Carina Nebula
 Thousands of stars have been born from this vast cloud of gas and dust known as the Carina Nebula, and thousands more are taking shape today. The largest stars are dozens of times as massive as the Sun, so they shine thousands of times brighter. These hot, massive stars are causing the gas in the nebula to shine like the inside of a fluorescent bulb, while stripping away some of the gas and shutting down the process of starbirth. This infrared image is from the orbiting Spitzer Space Telescope. [Credit: NASA/JPL/Caltech/N. Smith (UC-Boulder)] Our Milky Way galaxy is ancient - almost as old as the universe itself. Yet it's constantly renewed as it gives birth to new stars. Most of the stars are born in big families - clusters of a few dozen to a few thousand new stars.
One of the biggest stellar nurseries in the galaxy is the Carina Nebula. It's about 10,000 light-years away in the constellation Carina, the keel. Earlier this year, astronomers counted 17,000 newborn stars in one region of the nebula. The entire cluster may consist of a hundred thousand stars.
Astronomers used the orbiting Spitzer Space Telescope to count the stars. Many of the stars are still surrounded by clouds of gas and dust, which hides them from view from most telescopes. But Spitzer looks at the infrared energy from the young stars, which shines through the gas and dust.
Spitzer took several hundred pictures of the Carina Nebula this spring. The images revealed a few hot, massive stars, and many more smaller stars.

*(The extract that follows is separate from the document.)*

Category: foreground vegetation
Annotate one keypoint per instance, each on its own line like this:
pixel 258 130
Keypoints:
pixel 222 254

The bout of starbirth is driven by several of the massive stars, including the most massive of all, Eta Carinae. It's one of the heaviest stars in the galaxy. A steady "wind" of gas blows off its surface. As this wind rams into the gas and dust in the surrounding nebula, it squeezes the material into denser clumps. These clumps then condense under their own gravitational pull until they're dense enough to form new stars.